Some regional Queenslanders can’t even access services as basic and fitting a house with handrails and ramps so they won’t fall as they live out their last months due to a lack of occupational therapists and because telehealth only goes so far.
But even Brisbane patients face nightmare bureaucratic hurdles that stipulate where they can and can’t go for care based on which side of the river they live.
The inequality even extends to a person’s age, with young people charged $1000-a-day for an at-home nurse because there is no subsidised care on offer – a price few can afford.
It means overburdened families have no choice but to call an ambulance once their loved one’s health deteriorates if they can’t get a precious hospice bed.
But even older people are being forced to wait a year for Commonwealth Aged Care packages, and some are dead by the time they’re approved.
Ms Mills said “exhausted” workers felt the sector was already “in crisis” and are frustrated the Palaszczuk Government’s $171m investment over six years won’t see significant workforce shortages addressed until 2023.
Specialist Palliative Care Services Directors’ Group spokesman Dr Phillip Good said a lack of specialists all across the state was a big issue.
There were “huge” gaps in rural and remote areas and for the under 65s, “but the gaps are even in the metropolitan areas as well”.
He said people were denied choices because public patients had to access care in their Hospital and Health Service area, meaning the Brisbane River was acting as an “artificial barrier”.
“I can tell you, for example, that I’ve had a patient who was in the community on the northside of the river, quite close to St Vincent’s (hospice) but because they were a public patient on the northside of the river and we were supporting him in the community,” Dr Good said.
“They got sick but they couldn’t be directly admitted to St Vincent’s because they live on the northside of the river so they ended up going to a hospital to the emergency department and they ended up dying in the emergency department.
“So it’s an artificial divide set up by a HHS and funding mechanisms that occur.”

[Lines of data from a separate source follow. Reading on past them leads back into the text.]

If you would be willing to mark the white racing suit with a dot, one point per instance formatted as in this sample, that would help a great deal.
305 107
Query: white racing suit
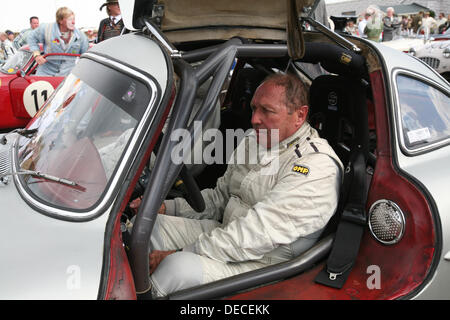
258 214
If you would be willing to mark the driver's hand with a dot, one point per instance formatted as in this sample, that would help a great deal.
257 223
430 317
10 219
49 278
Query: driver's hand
135 204
40 60
156 257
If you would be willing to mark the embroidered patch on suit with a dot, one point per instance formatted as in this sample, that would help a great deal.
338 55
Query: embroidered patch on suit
301 169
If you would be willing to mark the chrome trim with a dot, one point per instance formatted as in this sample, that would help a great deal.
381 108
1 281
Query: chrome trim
397 113
340 40
102 206
402 218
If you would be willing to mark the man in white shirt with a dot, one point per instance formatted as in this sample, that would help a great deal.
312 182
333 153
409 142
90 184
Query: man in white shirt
112 26
362 25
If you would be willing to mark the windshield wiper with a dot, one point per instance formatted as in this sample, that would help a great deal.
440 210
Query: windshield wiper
28 133
44 176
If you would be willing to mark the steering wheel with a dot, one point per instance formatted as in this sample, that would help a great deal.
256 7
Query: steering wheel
185 186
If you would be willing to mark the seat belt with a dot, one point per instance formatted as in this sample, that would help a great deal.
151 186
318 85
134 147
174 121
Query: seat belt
351 226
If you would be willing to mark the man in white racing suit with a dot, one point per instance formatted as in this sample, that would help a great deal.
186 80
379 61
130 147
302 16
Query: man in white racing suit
256 216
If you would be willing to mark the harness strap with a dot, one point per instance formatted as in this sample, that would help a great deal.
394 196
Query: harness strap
350 228
48 37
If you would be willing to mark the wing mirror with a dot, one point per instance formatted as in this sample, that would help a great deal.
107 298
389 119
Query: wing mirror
20 73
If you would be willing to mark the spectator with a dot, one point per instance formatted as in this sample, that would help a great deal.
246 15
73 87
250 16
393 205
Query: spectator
442 19
61 37
238 231
362 25
113 25
374 26
6 45
390 25
351 28
22 38
446 25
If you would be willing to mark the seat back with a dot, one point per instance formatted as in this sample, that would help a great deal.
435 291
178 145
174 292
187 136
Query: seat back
338 111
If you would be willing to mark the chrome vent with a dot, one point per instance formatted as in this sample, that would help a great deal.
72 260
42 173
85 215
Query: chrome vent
432 62
386 222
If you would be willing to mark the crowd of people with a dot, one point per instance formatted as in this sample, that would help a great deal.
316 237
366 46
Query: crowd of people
60 36
378 26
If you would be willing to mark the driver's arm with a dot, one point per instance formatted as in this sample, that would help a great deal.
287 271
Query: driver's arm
297 206
35 37
215 202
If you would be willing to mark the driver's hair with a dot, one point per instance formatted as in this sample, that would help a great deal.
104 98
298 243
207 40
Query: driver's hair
295 91
62 13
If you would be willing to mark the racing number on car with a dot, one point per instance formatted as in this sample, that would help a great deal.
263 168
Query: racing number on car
35 95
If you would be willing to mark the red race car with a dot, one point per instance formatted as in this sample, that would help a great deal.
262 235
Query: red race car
22 92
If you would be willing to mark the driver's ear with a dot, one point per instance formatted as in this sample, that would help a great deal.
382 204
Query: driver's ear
302 115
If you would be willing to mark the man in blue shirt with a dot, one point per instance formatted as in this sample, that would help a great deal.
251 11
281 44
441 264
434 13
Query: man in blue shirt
58 37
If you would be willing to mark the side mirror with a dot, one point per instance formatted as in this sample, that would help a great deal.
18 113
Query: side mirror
20 73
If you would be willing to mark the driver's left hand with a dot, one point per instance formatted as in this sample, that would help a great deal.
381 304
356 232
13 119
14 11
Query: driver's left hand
156 257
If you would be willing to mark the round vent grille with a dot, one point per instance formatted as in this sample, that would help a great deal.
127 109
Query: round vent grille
386 222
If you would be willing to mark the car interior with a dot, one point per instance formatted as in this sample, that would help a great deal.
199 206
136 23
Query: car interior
340 98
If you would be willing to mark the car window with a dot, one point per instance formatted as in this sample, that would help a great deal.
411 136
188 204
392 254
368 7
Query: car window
64 63
425 113
83 131
16 62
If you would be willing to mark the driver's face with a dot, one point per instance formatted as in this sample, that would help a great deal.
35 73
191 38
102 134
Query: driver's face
271 118
113 9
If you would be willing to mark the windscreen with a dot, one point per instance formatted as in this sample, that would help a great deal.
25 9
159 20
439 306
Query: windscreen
16 62
82 132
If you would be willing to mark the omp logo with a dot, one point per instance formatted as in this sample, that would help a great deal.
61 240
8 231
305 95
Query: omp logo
374 280
301 169
74 277
346 59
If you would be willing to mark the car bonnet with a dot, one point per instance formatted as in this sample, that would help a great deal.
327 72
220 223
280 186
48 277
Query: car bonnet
187 20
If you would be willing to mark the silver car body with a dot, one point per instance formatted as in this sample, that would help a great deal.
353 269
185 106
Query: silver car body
49 258
433 54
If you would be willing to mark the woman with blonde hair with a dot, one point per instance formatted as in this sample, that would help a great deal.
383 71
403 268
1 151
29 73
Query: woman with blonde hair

Mater Group palliative and supportive care director Professor Janet Hardy said society needed to talk about death more, and doctors needed to refer cases earlier.
“Some people don’t get referred because they just fall through the cracks,” she said.
Others weren’t referred because GPs or specialists “don’t want to upset the patient and take away hope”.
“For a lot of people, a referral to palliative care is a realisation that they’re not doing well,” Prof Hardy said.
“And most people think referral to palliative care means they’re going to be dead in a couple of weeks so that’s another reason why I think it’s so important to get in early.”
She said a patient had recently turned up at Mater emergency in the middle of the night without an advanced care plan and no way to contact relatives.
“So the person ended up going to theatre for a hopeless condition, because that’s the default, and dying six days later,” she said.
“Whereas if we’d known that patient three months ago we could have ensured there was an advanced care plan … so that when that patient arrived in emergency they came down our track and we could have ensured they had a comfortable death.”